Planned Parenthood of the St. Louis Region and Southwest Missouri has been in a court battle with the state government over the renewal of its annual license for the past two weeks. Last month, Gov. Mike Parson signed a measure into law banning abortions at eight weeks of pregnancy and criminalizing health providers. (The ban goes into effect in late August.) Shortly after, the state moved to shut down the clinic, citing safety concerns.
In mid-May, the state's Health Department notified the clinic that it had to fulfill three requirements that could impact the renewal of its license: an additional pelvic exam for patients seeking an abortion 72 hours before the procedure, defining who in the clinic provides the patients with state-mandated counseling, and making available physicians for interviews as part of an investigation into "deficient practices." While the organization complied with the first two requirements, the third one put its license renewal on hold. Planned Parenthood said it could only arrange interviews with two of the physicians, as they are part of the staff, but the rest are residents-in-training not employed by the clinic.

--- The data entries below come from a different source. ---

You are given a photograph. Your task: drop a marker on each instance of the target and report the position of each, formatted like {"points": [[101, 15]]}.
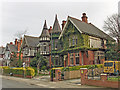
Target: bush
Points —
{"points": [[78, 67]]}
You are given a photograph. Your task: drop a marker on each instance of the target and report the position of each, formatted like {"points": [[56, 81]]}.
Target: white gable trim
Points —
{"points": [[63, 29], [75, 26], [66, 25]]}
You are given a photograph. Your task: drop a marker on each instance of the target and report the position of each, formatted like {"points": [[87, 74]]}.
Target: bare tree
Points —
{"points": [[20, 34], [112, 25]]}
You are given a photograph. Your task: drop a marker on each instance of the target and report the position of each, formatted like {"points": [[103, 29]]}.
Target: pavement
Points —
{"points": [[44, 82]]}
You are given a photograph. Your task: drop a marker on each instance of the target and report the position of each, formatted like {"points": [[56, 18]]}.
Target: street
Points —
{"points": [[16, 83], [7, 83]]}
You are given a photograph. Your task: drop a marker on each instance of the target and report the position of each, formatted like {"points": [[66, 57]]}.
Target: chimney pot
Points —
{"points": [[11, 43], [16, 41], [63, 24], [50, 29], [84, 18]]}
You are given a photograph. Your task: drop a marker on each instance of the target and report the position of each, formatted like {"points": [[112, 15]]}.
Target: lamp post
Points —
{"points": [[24, 68]]}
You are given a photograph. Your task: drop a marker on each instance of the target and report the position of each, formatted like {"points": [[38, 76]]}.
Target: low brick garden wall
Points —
{"points": [[71, 74], [102, 82]]}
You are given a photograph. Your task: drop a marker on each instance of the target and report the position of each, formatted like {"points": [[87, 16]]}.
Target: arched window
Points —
{"points": [[73, 40]]}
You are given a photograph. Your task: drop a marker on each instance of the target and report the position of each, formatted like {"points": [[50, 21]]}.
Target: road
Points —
{"points": [[7, 83]]}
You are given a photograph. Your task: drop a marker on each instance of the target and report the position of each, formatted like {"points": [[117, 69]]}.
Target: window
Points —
{"points": [[71, 61], [73, 41], [44, 48], [76, 41], [108, 64], [69, 42], [77, 60]]}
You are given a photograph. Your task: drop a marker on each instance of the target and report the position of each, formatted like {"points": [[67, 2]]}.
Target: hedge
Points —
{"points": [[78, 67], [19, 71]]}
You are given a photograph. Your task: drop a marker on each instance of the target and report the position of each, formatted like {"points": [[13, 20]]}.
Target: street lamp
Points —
{"points": [[51, 49]]}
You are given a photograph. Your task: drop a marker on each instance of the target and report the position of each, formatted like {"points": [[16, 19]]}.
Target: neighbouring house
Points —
{"points": [[12, 49], [29, 48], [1, 54], [82, 43], [54, 34], [44, 43]]}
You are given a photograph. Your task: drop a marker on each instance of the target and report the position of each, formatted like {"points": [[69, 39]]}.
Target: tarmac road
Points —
{"points": [[7, 83]]}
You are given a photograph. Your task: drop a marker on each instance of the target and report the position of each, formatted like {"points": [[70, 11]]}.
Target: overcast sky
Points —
{"points": [[20, 15]]}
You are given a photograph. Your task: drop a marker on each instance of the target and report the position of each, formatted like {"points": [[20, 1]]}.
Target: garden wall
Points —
{"points": [[72, 74]]}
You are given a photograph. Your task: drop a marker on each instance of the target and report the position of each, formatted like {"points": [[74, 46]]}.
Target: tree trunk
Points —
{"points": [[38, 69], [118, 44]]}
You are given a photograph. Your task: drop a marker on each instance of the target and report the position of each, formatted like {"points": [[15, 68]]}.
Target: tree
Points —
{"points": [[112, 25], [39, 61], [111, 52], [20, 34]]}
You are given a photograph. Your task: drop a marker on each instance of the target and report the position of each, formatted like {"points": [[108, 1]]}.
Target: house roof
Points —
{"points": [[2, 50], [45, 32], [12, 47], [56, 26], [31, 41], [87, 28]]}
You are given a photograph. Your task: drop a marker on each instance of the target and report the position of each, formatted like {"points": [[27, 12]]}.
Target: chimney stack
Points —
{"points": [[18, 46], [21, 41], [63, 23], [84, 18], [50, 29], [16, 41], [11, 43]]}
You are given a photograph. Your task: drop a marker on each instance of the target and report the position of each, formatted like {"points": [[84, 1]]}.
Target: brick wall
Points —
{"points": [[103, 82], [72, 74]]}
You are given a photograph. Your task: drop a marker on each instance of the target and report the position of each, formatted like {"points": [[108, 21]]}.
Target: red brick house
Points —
{"points": [[82, 43]]}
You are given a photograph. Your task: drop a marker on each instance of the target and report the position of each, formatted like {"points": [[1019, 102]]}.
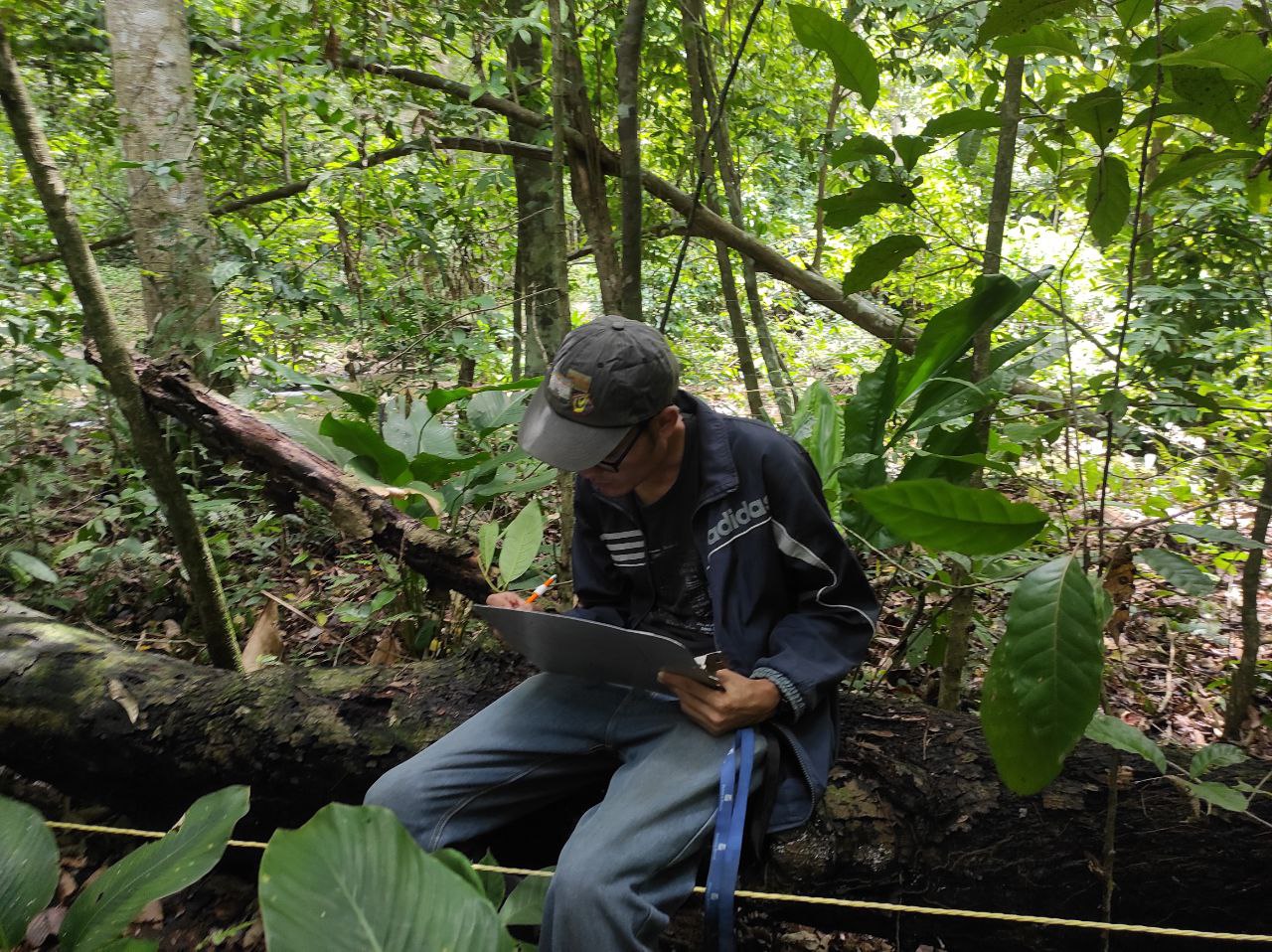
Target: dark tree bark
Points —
{"points": [[235, 433], [205, 584], [627, 65], [914, 812]]}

Planned Parenthood sued to be able to continue offering abortion care while the license dispute was settled. The clinic has been operational since a restraining order was issued on May 31, the day it was meant to shut down. In his ruling Monday, Circuit Court judge Michael Stelzer said the clinic's license must remain in place for now and told the state to decide by June 21 whether it will renew or revoke it.
"While this is welcome relief for patients and providers at Planned Parenthood, this fight is far from over," Dr. Colleen McNicholas, one of the clinic's physicians, said in a statement provided to Refinery29. "Abortion access in Missouri is hanging on by a thread and for many, politicians like Gov. Parson have already created an impossible landscape for patients who need access to abortion. Abortion remains one of the most inappropriately regulated healthcare services. Until that changes, access to care in our state will depend on where you live and how much money you earn. We are too close to losing our rights and freedoms and we will not back down today, tomorrow, or ever."
Missouri currently ranks #41 nationwide when it comes to healthcare, according to a U.S. News & World Report ranking published last month. Other than only having access to one abortion provider, Missourians face other roadblocks in obtaining care: Abortions are banned after 24 weeks of gestation, and women seeking to terminate their pregnancies are required to undergo a 72-hour waiting period before they can access the procedure.
Just a decade ago, there were five clinics providing abortion care in Missouri. If the clinic closes down, the state would be the first without a legal abortion provider in 46 years.